KANSAS CITY, Mo. – Sporting Kansas City have made attempts to bring in Argentine midfielder Sebastian Blanco, manager and technical director Peter Vermes said hours before the end of the summer transfer window.
They don't expect to land him, though.
“We've been in conversations with that player – or I should say, trying to see if we could work out a deal around that player,” Vermes told reporters after Wednesday's training session. “I just don't feel like it's going to get to where we want it to be.”
If Sporting are unable to get Blanco away from Argentine side San Lorenzo, Vermes doesn't see any more players coming in this summer.
“We're trying,” he said. “I'd say right now, it's probably not looking great. We've done a lot of work. It's just that the market is incredibly expensive at the moment. We're not going to over-overpay for players. We're just not going to do it.
“You guys have seen how we've built our rosters over the years, and I'm not going to subject that to, all of a sudden, someone getting too greedy.”
Vermes didn't lay the blame for that on players. Rather, he pointed the finger at the market, which is seeing clubs pay players beyond their actual value.
“Transfer fees are a part of the market in soccer,” he said. “I don't attribute that to a player's salary. Players don't get that money. That's what you pay to get that player. But a lot of times, that's what the difficulty is.
“We're trying to manage that situation, but as an organization we're not going to go out and willy-nilly spend money, just because people are saying that's what they want or clubs are demanding that for a player when we know – it's not that you're paying a premium. It's over the top.”

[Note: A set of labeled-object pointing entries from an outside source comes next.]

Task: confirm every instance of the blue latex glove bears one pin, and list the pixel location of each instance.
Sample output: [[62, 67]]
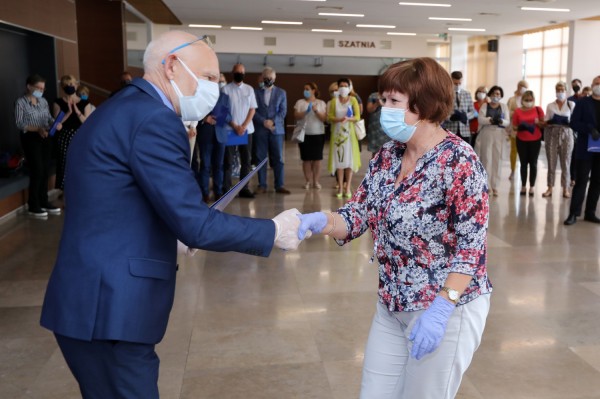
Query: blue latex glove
[[315, 222], [430, 328]]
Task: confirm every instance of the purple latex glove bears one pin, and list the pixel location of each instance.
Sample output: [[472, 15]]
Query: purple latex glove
[[314, 222], [430, 328]]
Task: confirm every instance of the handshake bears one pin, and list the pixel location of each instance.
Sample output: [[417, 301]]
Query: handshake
[[292, 227]]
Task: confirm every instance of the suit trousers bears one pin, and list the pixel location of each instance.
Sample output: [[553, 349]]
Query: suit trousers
[[271, 145], [587, 170], [559, 145], [245, 160], [211, 158], [112, 369], [389, 372], [37, 155]]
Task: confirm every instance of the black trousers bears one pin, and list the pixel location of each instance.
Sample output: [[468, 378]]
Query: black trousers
[[245, 162], [528, 151], [587, 170], [38, 152]]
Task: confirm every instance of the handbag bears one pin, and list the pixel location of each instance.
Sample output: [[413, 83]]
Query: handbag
[[359, 129], [299, 131]]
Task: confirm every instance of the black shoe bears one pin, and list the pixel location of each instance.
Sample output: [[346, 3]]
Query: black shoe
[[592, 218], [245, 193]]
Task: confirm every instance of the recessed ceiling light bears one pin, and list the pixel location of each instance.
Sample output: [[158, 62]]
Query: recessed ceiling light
[[335, 14], [376, 26], [327, 30], [245, 28], [281, 22], [425, 4], [545, 9], [468, 29], [449, 19], [204, 26], [401, 34]]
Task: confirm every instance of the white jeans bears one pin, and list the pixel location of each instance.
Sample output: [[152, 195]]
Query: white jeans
[[390, 373]]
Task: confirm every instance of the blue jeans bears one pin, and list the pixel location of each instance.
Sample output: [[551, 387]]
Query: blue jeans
[[271, 145], [211, 156]]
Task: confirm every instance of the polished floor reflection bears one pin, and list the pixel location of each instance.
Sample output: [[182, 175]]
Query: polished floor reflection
[[294, 325]]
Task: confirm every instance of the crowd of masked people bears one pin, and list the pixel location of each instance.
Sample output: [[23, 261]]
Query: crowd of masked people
[[247, 126]]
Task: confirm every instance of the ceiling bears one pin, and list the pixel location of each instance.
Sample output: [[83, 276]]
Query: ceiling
[[497, 17]]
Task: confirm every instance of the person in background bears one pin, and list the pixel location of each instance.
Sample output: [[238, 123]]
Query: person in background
[[526, 122], [311, 112], [493, 124], [586, 121], [481, 98], [211, 140], [425, 201], [344, 156], [513, 103], [243, 106], [76, 110], [33, 119], [375, 135], [558, 138], [463, 111], [83, 92], [112, 287], [269, 120]]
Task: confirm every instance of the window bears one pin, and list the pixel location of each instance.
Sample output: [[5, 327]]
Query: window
[[545, 62]]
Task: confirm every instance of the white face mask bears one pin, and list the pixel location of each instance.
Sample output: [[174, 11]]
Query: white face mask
[[198, 105]]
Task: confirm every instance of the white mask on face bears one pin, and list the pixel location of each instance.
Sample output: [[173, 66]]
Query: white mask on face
[[198, 105], [344, 91]]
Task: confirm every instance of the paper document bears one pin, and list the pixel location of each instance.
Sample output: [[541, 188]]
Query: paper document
[[222, 202]]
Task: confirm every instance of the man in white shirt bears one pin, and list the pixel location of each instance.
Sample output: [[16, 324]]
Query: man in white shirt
[[243, 106]]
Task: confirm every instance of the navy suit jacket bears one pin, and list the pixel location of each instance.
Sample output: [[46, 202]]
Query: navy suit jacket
[[131, 195], [275, 111], [582, 121]]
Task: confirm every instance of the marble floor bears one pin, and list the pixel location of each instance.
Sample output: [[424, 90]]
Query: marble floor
[[294, 325]]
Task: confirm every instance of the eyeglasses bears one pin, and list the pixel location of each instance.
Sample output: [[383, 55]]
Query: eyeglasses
[[203, 38]]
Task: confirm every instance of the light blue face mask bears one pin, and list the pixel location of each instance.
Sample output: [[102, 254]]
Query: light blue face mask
[[394, 126]]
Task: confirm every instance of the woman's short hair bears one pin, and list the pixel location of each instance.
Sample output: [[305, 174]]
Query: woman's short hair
[[67, 80], [494, 88], [314, 87], [35, 79], [427, 84]]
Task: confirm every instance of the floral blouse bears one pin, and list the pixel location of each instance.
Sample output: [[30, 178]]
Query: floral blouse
[[433, 224]]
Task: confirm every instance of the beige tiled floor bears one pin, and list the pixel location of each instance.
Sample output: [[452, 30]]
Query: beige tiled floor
[[294, 325]]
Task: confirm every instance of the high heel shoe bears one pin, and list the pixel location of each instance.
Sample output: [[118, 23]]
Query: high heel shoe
[[547, 193]]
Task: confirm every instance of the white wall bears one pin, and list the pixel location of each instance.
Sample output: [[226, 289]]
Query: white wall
[[510, 63], [584, 57]]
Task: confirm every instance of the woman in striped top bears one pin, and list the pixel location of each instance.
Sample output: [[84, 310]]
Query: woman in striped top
[[33, 119]]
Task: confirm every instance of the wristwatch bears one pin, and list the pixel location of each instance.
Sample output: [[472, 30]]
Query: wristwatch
[[453, 295]]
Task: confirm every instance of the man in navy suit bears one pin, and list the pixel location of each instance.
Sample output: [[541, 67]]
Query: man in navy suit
[[269, 131], [586, 122], [133, 195]]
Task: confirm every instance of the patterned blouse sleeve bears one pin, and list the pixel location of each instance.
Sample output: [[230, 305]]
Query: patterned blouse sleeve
[[354, 212], [467, 200]]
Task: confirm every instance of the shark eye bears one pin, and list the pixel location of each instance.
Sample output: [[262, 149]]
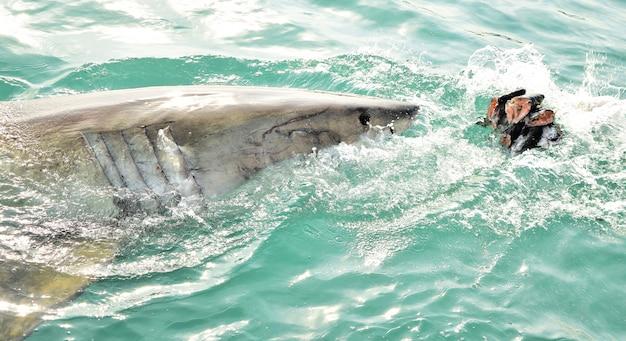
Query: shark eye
[[364, 118]]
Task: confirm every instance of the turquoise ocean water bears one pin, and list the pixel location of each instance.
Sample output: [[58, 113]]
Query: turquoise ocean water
[[435, 234]]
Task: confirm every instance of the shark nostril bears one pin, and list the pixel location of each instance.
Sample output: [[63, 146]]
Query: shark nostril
[[364, 118]]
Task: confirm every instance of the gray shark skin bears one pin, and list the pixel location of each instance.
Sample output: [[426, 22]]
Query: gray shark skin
[[196, 139], [165, 143]]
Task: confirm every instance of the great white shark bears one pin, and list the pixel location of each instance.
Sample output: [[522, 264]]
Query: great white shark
[[162, 144]]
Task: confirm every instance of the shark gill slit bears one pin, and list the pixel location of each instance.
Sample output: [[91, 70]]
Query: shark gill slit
[[125, 164], [191, 171], [142, 152], [103, 158], [176, 177]]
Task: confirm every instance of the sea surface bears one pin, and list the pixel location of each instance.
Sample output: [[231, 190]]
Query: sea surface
[[435, 234]]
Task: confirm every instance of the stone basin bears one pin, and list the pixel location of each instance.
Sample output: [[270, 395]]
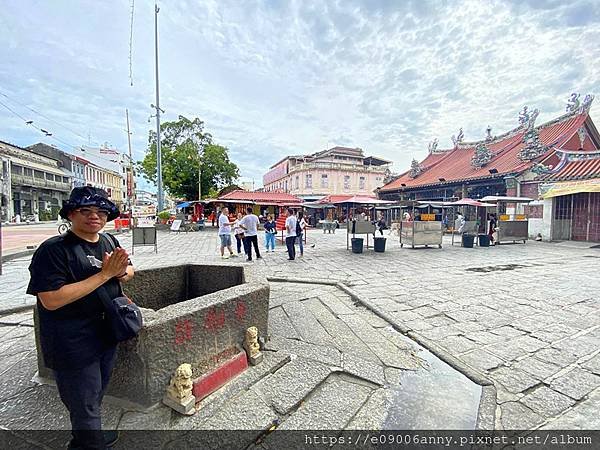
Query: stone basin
[[193, 313]]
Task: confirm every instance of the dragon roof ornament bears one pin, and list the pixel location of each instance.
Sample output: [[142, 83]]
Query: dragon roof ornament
[[482, 156], [458, 139], [433, 146], [574, 105], [534, 148], [416, 169]]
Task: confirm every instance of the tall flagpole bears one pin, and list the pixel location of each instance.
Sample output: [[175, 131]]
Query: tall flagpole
[[158, 152]]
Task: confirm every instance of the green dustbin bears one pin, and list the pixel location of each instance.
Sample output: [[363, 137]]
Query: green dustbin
[[357, 244], [379, 245], [484, 240], [468, 240]]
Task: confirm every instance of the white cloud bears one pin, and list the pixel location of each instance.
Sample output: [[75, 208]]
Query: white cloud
[[271, 78]]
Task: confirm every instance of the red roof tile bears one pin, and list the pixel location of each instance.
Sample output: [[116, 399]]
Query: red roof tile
[[333, 198], [574, 166], [262, 197], [455, 165]]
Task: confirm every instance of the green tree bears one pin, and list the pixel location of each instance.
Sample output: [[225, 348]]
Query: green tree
[[185, 146]]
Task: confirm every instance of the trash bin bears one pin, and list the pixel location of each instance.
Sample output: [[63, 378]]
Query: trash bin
[[468, 240], [379, 245], [484, 240], [357, 245]]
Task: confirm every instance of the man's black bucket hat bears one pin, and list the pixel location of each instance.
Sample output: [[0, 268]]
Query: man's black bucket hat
[[89, 196]]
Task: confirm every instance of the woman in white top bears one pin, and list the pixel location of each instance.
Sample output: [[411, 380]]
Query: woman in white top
[[239, 232], [301, 228]]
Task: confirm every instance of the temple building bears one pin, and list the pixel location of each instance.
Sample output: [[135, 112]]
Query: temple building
[[556, 163]]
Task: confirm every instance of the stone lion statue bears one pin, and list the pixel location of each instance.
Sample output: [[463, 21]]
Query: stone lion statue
[[181, 383], [251, 341]]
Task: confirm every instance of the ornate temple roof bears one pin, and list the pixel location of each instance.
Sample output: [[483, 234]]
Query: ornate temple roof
[[511, 153], [573, 165]]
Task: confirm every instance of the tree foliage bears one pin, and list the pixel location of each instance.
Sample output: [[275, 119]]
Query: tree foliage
[[185, 146]]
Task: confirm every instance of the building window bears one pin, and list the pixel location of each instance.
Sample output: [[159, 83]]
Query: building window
[[324, 180]]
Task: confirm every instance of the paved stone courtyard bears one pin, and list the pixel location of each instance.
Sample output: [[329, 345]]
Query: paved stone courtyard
[[524, 316]]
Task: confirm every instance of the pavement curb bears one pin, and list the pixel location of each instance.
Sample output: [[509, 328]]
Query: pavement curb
[[486, 413]]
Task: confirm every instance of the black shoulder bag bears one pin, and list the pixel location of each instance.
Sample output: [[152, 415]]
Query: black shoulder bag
[[122, 315]]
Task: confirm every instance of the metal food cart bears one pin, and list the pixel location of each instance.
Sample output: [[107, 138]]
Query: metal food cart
[[512, 227], [426, 231], [354, 227], [470, 227]]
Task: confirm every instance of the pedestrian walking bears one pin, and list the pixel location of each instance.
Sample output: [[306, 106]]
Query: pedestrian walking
[[270, 232], [225, 233], [250, 224], [300, 230], [68, 274], [239, 234], [290, 237]]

Under Vermes, Sporting have taken the approach of looking for good players in less-than-ideal situations – players who have helped them win the 2013 MLS Cup, two US Open Cup titles, and reach the postseason five years running. That won't change, he said.

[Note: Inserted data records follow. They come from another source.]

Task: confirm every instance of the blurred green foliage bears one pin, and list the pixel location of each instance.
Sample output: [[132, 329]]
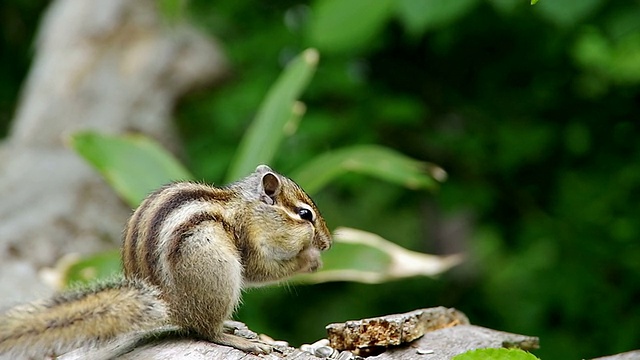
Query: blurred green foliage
[[532, 110]]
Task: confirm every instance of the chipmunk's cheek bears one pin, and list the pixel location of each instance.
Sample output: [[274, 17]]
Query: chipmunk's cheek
[[310, 260]]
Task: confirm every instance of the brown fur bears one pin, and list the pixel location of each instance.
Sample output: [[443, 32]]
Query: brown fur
[[188, 250]]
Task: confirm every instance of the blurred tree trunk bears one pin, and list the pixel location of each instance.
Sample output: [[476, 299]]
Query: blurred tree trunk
[[109, 66]]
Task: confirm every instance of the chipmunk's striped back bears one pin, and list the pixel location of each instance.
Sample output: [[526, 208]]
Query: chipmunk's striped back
[[154, 234]]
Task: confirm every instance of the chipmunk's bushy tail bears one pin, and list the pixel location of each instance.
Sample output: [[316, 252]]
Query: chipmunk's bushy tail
[[79, 318]]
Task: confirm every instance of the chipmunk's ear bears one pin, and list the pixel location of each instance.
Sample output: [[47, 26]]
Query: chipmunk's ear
[[270, 188]]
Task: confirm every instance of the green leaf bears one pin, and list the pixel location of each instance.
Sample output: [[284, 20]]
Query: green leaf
[[567, 12], [495, 354], [172, 10], [133, 165], [364, 257], [275, 117], [420, 15], [372, 160], [340, 25]]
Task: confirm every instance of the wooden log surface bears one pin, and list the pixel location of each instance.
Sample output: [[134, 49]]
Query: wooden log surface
[[447, 334]]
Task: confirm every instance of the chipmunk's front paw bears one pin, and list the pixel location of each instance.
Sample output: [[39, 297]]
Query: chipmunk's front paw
[[246, 345]]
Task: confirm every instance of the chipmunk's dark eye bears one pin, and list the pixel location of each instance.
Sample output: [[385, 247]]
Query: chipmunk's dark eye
[[305, 214]]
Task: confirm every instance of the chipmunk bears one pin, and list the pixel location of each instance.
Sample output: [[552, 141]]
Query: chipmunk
[[188, 251]]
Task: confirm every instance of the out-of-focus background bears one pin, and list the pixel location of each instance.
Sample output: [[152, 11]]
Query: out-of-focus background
[[533, 111]]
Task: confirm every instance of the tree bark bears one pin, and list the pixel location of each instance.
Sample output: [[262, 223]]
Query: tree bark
[[110, 66]]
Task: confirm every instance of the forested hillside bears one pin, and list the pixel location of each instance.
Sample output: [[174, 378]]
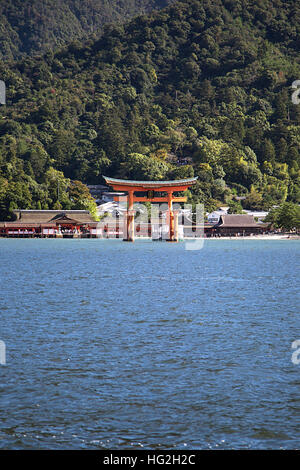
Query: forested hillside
[[201, 87], [33, 26]]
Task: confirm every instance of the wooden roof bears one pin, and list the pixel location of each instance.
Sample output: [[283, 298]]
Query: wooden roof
[[237, 220], [149, 184], [54, 216]]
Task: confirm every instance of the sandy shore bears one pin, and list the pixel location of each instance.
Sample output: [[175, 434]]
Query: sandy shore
[[253, 237]]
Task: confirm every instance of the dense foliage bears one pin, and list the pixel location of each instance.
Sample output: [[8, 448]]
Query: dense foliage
[[33, 26], [201, 87]]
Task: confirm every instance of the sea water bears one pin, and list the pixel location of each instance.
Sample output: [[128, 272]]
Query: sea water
[[112, 345]]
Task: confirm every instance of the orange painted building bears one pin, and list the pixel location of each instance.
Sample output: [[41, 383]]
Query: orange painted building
[[150, 190]]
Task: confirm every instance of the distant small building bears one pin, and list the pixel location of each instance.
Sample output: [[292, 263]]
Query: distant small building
[[239, 224], [113, 208], [259, 215], [214, 217], [109, 196], [49, 223]]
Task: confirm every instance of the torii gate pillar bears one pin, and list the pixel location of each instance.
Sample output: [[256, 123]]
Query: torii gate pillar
[[151, 188]]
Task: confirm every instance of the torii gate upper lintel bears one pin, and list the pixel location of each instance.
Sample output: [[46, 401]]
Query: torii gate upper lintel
[[150, 187]]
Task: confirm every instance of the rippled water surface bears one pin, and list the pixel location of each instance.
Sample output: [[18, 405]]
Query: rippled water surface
[[116, 345]]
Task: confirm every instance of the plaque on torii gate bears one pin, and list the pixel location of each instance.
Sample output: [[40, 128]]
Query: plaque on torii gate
[[150, 188]]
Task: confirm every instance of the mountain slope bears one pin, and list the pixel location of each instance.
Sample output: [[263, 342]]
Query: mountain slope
[[31, 27]]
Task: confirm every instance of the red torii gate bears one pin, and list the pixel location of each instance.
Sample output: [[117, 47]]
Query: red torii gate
[[151, 187]]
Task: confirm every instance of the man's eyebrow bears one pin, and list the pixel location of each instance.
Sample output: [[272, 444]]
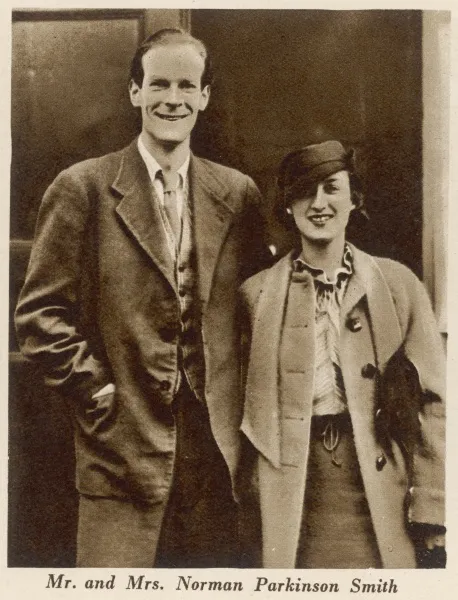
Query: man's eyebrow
[[158, 80]]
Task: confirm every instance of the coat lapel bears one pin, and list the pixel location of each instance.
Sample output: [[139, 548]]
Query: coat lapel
[[212, 218], [261, 421], [139, 210], [368, 281]]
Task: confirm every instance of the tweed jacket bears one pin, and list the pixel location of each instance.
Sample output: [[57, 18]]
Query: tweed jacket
[[100, 304], [395, 313]]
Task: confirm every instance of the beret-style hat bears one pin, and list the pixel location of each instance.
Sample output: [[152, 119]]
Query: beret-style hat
[[302, 168]]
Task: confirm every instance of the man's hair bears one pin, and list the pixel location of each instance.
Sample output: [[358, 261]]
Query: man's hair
[[164, 37]]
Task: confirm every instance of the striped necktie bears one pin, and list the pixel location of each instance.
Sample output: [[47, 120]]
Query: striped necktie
[[170, 181]]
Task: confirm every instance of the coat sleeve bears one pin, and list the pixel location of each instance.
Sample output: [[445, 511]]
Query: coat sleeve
[[47, 314], [424, 348]]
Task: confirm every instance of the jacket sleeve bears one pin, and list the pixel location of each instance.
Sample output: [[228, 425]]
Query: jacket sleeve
[[424, 348], [47, 314]]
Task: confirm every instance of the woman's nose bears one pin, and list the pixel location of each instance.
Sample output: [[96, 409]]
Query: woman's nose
[[319, 200]]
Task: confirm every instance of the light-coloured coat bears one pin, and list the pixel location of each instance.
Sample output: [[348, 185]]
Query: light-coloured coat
[[394, 311]]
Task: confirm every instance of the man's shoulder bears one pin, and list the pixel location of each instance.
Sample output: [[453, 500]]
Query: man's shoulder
[[100, 166]]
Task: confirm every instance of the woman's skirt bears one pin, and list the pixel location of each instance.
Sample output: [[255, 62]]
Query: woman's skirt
[[337, 531]]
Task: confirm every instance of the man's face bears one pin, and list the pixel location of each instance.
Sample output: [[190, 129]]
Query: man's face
[[170, 97], [322, 213]]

“We'll wait it out. We'll find somebody else,” Vermes said. “We'll work within the confines of that. That doesn't mean we don't want to win. It doesn't mean any of those things. We just have to be responsible about what we do and the decisions that we make.”
MLS, which has a salary cap with exemptions for Designated Players and Homegrown players, does not limit how much a club can pay to land a DP.

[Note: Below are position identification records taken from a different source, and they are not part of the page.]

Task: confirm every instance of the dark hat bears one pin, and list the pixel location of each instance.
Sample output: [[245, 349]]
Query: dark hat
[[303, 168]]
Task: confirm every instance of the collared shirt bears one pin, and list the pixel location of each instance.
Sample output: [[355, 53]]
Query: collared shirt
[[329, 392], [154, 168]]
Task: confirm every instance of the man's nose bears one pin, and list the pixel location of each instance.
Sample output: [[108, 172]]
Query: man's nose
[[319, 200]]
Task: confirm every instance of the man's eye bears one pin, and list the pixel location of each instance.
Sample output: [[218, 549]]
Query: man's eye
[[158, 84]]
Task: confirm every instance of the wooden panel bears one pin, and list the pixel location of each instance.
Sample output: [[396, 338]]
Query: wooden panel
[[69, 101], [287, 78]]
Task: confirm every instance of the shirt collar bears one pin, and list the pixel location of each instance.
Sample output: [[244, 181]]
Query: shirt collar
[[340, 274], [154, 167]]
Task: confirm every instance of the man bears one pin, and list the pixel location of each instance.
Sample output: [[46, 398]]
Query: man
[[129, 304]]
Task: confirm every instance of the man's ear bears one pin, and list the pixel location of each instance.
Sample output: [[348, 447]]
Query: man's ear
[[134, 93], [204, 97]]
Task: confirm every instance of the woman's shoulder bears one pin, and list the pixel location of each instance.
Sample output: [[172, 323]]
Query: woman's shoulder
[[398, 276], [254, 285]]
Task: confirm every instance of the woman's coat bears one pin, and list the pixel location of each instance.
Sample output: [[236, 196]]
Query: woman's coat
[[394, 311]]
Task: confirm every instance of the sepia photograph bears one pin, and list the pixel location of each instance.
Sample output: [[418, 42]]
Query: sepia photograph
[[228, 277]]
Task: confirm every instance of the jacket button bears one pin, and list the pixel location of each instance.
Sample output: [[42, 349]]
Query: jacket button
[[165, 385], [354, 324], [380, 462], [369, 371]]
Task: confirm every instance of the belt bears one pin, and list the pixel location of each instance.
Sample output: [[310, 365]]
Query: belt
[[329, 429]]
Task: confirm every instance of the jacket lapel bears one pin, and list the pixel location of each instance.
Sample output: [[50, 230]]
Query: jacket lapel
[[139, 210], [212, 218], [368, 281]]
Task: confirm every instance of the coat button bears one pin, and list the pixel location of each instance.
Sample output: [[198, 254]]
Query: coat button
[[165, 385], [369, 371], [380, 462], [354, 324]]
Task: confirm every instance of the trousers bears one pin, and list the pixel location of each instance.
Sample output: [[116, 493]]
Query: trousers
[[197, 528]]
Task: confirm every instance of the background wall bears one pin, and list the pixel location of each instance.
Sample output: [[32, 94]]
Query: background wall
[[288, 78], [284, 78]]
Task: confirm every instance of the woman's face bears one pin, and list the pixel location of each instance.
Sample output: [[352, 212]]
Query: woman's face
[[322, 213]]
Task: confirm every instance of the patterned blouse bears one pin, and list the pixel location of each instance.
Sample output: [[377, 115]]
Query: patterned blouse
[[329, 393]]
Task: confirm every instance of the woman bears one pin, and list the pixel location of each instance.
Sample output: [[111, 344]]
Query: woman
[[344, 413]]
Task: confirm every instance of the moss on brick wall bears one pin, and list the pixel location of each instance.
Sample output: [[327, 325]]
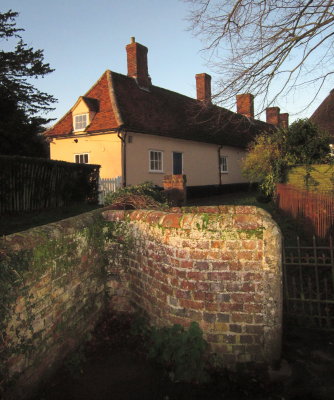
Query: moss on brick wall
[[51, 283], [219, 266]]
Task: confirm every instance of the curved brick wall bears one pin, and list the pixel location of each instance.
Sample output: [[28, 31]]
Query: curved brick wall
[[220, 266]]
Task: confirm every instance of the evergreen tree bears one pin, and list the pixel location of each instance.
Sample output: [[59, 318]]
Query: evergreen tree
[[20, 101]]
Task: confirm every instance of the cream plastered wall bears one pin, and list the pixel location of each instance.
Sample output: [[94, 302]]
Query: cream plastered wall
[[200, 160], [102, 149]]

“I think there's been a lot of overpaying in our league,” Vermes said. “Once a threshold is set, and the same kind of people are involved, it's hard for them. Why would they go lower? That's one of the difficulties. The threshold in our league has been set high in a lot of situations on players.
“I'm not the expert on this, but I would tell you my opinion: Sometimes it's over-inflation.”
Sporting have not been idle this summer, but have made only one move outside MLS – the acquisition of left back Éver Alvarado from Honduran side CD Olimpia. They also brought in midfielder Emmanuel Appiahon a free transfer and traded left back Amadou Dia to Montreal in exchange for forward Cameron Porter.
Ghanaian midfielder Emmanuel Frimpong, who began his career with Arsenal and was most recently with Russian side Ufa, trialed with Sporting last week but will not be coming to Kansas City.
“That's done,” Vermes said. “It's not going to happen.”